Valuing financial instruments frequently requires the computation of the expected value of a derivative product. Typically, the underlying asset, e.g., a stock, follows a stochastic model and the value of the derivative depends on the value of the underlying asset at various moments in time. In most cases the expectations cannot be computed analytically. In this respect, one has to approximate the value of an integral, which is often high dimensional.

Monte Carlo methods have been traditionally used for the approximation of such derivative products. In fact, in 1992, the conventional wisdom was that although the theory suggested that low discrepancy methods were superior to Monte Carlo, this theoretical advantage was not seen for high dimensional problems.

Joseph Traub and Spassimir Paskov, a Ph.D. student at that time and currently an associate director in risk management for the investment arm of Barclays Bank, decided to compare the efficacy of low discrepancy sequences and Monte Carlo methods in valuing financial derivatives. They used a model problem provided by Goldman Sachs. Their results showed that low discrepancy methods were significantly superior to Monte Carlo.

Software construction and testing of low discrepancy methods for valuing financial derivatives began at Columbia University in autumn of 1994. At that time, the first version of the software system FinDer was built. It included the a standard implementation of the Halton sequence and an improved version of the Sobol sequence.
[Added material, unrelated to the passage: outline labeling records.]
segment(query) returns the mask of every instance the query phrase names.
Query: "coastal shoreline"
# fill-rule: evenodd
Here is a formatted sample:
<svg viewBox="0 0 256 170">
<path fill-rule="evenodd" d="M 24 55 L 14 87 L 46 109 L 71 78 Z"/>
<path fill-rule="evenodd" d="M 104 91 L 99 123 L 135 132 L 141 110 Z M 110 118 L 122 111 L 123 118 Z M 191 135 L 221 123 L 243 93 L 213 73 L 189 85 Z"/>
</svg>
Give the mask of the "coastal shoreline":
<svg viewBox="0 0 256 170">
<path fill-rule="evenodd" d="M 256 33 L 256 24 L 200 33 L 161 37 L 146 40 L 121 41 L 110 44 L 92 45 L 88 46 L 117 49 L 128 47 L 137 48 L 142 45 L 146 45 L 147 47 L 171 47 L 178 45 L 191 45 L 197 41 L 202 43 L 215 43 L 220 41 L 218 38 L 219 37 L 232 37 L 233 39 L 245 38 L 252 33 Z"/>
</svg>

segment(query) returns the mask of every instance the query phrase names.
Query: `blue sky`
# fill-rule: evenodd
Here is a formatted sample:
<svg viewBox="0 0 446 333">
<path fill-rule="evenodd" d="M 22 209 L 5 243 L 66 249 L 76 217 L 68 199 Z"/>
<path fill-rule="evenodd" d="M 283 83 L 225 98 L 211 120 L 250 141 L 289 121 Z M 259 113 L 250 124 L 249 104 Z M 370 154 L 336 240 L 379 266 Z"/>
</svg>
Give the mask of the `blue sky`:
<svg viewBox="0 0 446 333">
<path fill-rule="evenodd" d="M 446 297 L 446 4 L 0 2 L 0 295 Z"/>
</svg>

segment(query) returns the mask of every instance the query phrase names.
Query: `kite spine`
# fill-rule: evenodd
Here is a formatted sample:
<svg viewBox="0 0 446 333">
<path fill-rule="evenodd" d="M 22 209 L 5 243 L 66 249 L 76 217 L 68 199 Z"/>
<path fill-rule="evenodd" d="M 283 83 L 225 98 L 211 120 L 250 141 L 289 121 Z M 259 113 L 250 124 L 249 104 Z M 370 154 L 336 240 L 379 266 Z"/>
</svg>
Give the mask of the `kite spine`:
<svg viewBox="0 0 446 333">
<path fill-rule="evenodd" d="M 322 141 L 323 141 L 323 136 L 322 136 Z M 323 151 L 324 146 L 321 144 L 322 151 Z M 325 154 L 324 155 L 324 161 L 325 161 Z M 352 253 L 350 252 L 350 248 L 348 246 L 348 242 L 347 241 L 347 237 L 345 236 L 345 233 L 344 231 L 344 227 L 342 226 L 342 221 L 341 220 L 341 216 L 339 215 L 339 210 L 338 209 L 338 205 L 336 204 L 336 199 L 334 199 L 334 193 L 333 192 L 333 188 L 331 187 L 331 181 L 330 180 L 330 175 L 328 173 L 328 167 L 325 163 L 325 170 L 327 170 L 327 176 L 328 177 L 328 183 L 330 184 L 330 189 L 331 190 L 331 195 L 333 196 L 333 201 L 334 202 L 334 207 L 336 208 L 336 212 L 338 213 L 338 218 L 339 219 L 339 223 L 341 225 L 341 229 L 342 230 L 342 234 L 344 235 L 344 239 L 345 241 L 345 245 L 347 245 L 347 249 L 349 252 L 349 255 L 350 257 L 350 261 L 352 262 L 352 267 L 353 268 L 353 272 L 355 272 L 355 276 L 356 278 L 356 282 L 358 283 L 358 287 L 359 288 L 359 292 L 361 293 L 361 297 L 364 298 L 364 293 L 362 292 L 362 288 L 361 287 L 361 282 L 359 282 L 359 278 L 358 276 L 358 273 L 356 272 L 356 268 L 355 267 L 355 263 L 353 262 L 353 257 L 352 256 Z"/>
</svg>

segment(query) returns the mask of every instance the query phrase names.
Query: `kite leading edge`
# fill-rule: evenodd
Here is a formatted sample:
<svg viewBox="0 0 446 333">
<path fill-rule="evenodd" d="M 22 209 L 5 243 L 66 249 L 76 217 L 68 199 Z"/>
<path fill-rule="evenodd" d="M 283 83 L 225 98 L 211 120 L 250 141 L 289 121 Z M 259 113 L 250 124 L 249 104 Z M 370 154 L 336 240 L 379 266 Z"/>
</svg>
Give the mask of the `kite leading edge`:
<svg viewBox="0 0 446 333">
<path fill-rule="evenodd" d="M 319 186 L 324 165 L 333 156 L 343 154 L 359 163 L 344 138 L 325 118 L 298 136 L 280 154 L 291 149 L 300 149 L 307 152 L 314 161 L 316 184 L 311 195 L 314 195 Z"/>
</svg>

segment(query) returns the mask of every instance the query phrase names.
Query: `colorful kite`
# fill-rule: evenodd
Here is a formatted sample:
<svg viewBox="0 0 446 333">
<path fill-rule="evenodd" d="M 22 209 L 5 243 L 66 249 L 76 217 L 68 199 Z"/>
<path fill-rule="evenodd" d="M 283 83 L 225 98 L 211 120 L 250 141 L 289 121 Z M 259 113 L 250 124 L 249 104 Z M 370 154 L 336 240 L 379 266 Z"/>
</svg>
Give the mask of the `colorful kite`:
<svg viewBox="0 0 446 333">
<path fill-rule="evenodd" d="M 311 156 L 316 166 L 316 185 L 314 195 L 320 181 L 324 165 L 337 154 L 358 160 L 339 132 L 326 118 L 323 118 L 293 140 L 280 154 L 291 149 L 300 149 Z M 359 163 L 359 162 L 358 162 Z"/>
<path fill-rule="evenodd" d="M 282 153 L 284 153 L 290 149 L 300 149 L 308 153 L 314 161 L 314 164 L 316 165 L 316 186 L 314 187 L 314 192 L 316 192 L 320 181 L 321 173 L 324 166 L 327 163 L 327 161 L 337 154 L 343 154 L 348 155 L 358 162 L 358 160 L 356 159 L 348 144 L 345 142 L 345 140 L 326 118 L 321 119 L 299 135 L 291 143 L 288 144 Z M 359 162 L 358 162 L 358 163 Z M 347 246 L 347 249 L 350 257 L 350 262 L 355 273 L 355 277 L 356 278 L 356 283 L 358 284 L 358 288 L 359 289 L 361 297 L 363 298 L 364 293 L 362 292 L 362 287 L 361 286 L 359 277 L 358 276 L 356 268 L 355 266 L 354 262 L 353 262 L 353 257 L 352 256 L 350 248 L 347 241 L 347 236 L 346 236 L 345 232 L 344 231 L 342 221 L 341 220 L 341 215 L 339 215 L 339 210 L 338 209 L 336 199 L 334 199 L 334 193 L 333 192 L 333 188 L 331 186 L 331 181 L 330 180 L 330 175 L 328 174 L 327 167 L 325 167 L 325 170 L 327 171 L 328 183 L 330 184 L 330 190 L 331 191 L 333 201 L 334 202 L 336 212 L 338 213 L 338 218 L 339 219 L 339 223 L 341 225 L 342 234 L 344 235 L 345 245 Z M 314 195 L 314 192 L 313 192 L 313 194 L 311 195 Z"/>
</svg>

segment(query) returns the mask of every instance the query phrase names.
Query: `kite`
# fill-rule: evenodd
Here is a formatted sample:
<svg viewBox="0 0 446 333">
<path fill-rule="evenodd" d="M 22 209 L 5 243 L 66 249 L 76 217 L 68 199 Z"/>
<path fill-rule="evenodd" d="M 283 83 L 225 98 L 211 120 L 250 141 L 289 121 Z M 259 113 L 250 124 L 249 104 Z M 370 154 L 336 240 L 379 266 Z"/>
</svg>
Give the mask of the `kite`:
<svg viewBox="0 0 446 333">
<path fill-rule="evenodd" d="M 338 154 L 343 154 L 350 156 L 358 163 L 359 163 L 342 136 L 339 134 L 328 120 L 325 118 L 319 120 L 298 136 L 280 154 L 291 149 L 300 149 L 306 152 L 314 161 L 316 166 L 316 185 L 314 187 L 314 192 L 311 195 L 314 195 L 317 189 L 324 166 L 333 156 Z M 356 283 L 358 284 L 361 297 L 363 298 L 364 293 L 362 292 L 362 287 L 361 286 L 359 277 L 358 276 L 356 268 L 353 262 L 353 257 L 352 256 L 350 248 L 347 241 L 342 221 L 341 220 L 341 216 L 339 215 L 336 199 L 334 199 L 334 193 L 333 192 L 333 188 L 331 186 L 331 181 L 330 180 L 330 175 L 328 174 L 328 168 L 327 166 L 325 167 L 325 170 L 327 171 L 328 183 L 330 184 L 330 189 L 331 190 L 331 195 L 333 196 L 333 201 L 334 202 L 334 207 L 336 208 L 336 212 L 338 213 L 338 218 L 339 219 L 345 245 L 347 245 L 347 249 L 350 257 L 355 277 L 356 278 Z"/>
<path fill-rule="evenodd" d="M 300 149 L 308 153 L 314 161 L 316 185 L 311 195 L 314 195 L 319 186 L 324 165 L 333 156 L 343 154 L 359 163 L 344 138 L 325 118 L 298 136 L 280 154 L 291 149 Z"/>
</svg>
FinDer undergoes continuous development. The generalized Faure sequence was added to FinDer in the Spring of 1996. In the Fall of 2000, the generalized Faure was expanded to include two new constructions.The software has been upgraded, expanded and refined to its present form. Our tests indicate that generalized Faure sequences are the best among the methods that we considered.

We have used the low discrepancy sequences in FinDer to price financial derivatives and to calulate Value at Risk (VaR). We have found that the Sobol and the generalized Faure sequences:

1. beat Monte Carlo by a wide margin
2. achieve a small error with a small number of sample points (e.g. for a 360-dimensional Collateralized Mortgage Obligation 170 generalized Faure points yield error 10^{-2}),
3. can be as much as 1000 times faster than Monte Carlo when the accuracy demand is high.